Not everyone may know about Thailand. But many have probably heard of Thai food. Thai foods are popular not only among Asian people, but they have gained recognition in Europe, Australia, and in America as well. However, many Thai dishes tend to lean toward the very spicy or very sweet side and foreigners may find the tastes a bit overwhelming. Often times, Thai foods at restaurants abroad are altered in order to suit the Western palates. One of the best ways to truly immerse yourself in the authentic taste of Thai food is to come taste them in their birth country. Thai people love food, but they usually like to try assorted dishes in small portion. Foreigners who are used to eating a large portion in their country may find the amount of food served at a typical Thai eatery not very filling. A second helping could then be ordered. Thailand has many fancy restaurants located inside shopping malls, but if you really want to dine like the local, then a side street restaurant is a good option. Many of them serve delicious food and are fairly clean, however, if you want to play it safe, it’s better to order hot food and bottled water. Some of these side street restaurants may have a pitcher of water laying on the table for customers to help themselves, but the water inside the pitcher might not always be clean. Also, there are variety of cold salad dishes in Thailand. The famous papaya salad (som-tam) and cold meat salad (laab) are very tasty but be aware that if they are not properly prepared, you might end up with food poisoning. There is no sure way to tell if a side street restaurant is clean, but you could sort of tell by looking at the amount of customers eating there and the condition of the eating utensils. If there are hardly any customers in the restaurant and there are flies swarming the fresh vegetables (that may end up on your plate), it’s better to move on and find another place to eat.

Oh Sugar!

Here’s the thing.
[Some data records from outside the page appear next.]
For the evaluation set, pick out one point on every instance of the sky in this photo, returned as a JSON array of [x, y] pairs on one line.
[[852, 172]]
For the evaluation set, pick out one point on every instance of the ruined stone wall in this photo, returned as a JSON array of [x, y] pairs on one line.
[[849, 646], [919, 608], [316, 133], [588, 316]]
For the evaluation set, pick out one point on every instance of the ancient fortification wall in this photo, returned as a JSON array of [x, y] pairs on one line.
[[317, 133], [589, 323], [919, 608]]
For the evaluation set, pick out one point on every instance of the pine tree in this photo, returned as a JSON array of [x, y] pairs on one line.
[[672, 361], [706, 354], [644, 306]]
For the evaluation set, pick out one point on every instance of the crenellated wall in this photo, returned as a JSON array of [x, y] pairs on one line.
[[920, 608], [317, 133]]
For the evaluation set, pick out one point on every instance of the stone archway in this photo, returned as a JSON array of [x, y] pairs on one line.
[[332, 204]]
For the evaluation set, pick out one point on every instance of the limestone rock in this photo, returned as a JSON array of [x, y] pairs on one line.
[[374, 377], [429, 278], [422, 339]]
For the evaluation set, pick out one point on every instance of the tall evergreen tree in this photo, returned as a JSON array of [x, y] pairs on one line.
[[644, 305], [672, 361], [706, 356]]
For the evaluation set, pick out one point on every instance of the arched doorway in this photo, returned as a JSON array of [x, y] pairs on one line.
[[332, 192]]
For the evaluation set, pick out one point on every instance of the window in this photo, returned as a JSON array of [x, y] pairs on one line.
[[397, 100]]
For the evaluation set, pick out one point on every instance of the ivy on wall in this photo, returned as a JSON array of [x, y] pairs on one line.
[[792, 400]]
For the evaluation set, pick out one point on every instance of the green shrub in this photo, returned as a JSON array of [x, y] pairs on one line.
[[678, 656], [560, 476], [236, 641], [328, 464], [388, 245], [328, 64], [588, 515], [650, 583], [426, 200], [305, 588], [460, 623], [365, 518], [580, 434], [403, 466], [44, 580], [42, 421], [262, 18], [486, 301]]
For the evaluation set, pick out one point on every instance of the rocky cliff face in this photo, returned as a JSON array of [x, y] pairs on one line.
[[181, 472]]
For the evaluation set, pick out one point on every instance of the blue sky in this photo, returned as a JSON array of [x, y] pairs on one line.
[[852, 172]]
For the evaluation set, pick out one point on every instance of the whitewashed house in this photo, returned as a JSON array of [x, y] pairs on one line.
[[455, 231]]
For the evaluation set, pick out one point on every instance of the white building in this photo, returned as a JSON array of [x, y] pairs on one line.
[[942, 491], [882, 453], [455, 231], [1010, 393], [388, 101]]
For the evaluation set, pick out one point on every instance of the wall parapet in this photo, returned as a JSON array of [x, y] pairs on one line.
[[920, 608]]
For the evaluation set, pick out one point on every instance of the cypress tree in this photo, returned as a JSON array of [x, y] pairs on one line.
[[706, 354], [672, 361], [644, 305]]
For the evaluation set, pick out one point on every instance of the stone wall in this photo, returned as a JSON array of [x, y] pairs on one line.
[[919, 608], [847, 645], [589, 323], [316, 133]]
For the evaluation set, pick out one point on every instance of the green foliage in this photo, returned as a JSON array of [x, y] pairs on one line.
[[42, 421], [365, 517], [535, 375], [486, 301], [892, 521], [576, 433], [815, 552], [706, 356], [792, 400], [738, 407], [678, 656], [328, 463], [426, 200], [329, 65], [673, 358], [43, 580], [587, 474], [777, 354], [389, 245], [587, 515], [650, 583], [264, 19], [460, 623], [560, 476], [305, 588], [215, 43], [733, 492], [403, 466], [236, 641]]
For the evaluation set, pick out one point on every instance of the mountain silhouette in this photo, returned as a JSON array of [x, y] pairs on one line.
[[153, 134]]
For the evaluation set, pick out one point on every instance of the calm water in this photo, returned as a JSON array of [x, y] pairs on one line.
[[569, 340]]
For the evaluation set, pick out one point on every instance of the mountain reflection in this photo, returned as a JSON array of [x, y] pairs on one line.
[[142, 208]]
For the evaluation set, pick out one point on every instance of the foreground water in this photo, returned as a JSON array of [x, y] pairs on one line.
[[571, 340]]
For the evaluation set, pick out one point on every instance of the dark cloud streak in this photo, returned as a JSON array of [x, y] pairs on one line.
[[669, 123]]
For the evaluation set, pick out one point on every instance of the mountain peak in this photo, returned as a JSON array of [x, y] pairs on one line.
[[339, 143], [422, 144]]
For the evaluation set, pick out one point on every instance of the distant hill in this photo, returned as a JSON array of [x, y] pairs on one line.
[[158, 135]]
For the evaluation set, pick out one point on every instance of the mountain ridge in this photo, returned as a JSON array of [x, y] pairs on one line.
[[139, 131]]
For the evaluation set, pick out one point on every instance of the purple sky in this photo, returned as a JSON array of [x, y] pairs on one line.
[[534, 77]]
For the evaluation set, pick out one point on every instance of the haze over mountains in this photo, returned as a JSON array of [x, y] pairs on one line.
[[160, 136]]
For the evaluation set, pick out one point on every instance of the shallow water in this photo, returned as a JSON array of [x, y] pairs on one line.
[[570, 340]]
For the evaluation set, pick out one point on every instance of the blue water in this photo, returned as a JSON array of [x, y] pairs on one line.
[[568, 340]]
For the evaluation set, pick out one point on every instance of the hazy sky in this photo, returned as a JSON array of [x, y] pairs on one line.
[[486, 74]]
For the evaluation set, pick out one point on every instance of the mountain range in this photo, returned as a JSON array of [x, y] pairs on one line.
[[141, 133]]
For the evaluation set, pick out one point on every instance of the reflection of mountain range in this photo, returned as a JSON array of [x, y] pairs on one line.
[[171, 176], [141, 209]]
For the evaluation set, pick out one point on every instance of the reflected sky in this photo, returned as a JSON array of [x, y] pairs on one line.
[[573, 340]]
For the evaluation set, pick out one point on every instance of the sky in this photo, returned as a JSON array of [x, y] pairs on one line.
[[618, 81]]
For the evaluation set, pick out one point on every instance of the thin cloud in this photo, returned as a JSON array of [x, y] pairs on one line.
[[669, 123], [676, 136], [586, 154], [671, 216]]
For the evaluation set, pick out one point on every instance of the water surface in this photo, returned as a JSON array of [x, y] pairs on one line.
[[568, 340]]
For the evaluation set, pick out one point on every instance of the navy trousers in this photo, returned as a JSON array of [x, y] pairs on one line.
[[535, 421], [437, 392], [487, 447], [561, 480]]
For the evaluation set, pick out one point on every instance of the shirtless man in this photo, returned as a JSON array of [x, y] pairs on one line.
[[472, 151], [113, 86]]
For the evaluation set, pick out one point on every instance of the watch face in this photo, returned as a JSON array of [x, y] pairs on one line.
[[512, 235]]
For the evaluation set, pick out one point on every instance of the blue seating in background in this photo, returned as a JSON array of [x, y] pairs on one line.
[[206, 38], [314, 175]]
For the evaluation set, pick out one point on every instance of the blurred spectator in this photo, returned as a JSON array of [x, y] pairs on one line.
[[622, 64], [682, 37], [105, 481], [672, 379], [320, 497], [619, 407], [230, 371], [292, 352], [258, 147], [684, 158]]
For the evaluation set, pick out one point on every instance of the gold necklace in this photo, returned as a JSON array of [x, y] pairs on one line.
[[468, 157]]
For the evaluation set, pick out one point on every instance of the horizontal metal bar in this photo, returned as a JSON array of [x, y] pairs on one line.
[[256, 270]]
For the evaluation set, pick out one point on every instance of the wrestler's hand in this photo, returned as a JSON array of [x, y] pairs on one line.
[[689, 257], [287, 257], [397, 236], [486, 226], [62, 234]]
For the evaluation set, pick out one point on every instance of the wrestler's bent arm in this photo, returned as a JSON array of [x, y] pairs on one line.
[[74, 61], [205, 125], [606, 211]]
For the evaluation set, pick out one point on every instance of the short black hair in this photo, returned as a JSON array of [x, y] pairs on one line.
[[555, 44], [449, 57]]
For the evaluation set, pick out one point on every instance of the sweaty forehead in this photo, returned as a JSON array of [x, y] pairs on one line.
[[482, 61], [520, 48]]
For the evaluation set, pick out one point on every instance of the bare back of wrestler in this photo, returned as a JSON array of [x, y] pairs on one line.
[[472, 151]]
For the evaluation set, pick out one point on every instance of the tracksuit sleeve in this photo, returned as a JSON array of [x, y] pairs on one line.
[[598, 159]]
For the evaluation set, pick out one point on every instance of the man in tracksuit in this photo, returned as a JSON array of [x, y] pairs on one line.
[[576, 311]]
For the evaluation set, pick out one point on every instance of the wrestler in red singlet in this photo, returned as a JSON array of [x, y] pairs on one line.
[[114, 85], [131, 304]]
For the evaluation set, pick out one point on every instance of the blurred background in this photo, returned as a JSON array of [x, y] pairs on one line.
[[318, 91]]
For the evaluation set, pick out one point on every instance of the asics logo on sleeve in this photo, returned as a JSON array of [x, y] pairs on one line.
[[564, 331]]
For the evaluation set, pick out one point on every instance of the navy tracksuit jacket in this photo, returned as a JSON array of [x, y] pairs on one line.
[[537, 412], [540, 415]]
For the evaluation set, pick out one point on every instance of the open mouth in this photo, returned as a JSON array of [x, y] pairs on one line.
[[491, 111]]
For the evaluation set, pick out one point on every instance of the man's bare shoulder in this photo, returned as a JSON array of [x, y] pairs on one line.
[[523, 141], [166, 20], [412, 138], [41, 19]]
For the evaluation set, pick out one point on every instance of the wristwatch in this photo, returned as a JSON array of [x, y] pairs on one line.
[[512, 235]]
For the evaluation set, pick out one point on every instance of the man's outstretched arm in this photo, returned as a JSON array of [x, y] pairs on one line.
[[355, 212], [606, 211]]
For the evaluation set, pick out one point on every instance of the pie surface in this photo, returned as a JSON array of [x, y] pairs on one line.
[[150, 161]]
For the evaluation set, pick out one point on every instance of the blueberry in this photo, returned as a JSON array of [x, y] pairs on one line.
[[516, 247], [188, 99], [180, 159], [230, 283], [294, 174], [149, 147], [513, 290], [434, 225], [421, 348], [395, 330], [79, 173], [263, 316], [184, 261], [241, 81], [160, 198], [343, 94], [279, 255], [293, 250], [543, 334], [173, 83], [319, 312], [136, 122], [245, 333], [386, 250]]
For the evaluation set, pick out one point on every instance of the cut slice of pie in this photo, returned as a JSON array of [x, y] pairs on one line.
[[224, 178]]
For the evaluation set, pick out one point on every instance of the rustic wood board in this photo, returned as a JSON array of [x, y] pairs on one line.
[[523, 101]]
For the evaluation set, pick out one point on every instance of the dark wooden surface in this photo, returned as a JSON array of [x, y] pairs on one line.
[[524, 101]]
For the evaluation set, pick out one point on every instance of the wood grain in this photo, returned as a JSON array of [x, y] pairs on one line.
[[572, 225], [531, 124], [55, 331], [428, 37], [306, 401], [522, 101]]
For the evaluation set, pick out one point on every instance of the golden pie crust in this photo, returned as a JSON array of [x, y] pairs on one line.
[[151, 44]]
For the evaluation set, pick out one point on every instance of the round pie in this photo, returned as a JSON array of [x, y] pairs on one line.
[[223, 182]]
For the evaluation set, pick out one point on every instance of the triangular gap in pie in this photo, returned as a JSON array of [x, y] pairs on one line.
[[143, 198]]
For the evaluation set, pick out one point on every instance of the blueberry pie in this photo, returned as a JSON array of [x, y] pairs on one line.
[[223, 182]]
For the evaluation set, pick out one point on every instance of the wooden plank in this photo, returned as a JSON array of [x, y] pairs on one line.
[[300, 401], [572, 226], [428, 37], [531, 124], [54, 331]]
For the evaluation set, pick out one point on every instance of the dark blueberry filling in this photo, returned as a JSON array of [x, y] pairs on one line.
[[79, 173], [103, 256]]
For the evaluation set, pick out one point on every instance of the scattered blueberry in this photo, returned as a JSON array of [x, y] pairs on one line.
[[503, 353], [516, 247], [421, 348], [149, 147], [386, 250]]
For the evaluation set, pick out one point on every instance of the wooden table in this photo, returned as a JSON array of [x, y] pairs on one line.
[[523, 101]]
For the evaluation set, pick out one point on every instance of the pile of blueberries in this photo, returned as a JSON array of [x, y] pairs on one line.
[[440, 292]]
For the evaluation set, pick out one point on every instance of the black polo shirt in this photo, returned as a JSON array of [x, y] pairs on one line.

Many Thais love sugar. They love it so much that sugar is poured (yes poured, not sprinkled) into foods and drinks. When ordering a bowl of noodles, it is common to see Thais add a spoonful of sugar, chili powder, and fish sauce. They would pour all these seasonings into their food without even tasting the food first to see if the extra seasonings were even needed. It is almost like an automatic action. Same thing happens at the stalls selling fruit juice and smoothie. Often times, the customers could choose the fruits or vegetables that are laid out in a tray and the vendor would blend them together to make the smoothie. Most of the time if not all, the vendor would then pour a ladleful of syrup into the blender whether the customer asked for it or not. If you are someone who does not like extra sweetness in your juice, make sure that after you selected your fruits and veggies for the vendor to blend, tell the vendor “yaa-sai-naam-cheuam” which means,”don’t put syrup”. Apart from fruit juice and smoothie, Thais like to drink very sweet coffee and tea. Those coffee you see selling at the small coffee stalls on the sidewalk? They are filled with sugar and sweet condensed milk. Unless you want to drink sugared coffee and tea, you may have to say “mai ow waan” which means “I don’t want sweet”. But if you want a bit of sweetness in your beverage, you could say “waan-nid-noi”.


Rate that Heat

Different people can tolerate different level of spiciness. A dish that is considered a little spicy for some people could be perceived as too spicy for others. That’s why when you order food, especially when ordering the famous Thai papaya salad (som-tam), count on it being spicy. If you couldn’t eat spicy at all or you could eat just a wee bit, it’s best to just say “mai-ow-prik” which means “I don’t want any chili”. In the Thai papaya salad, there is garlic in it so there is already a slightly spicy taste. If you tell the vendor you want a little spicy, sometimes a little spicy for them may be considered too spicy for you. Some people can tolerate several chilis but some people feel their tongues burning with just one. This is a little something to be aware of when ordering things to eat in Thailand. “A little spicy” tends to end up being quite spicy in the end.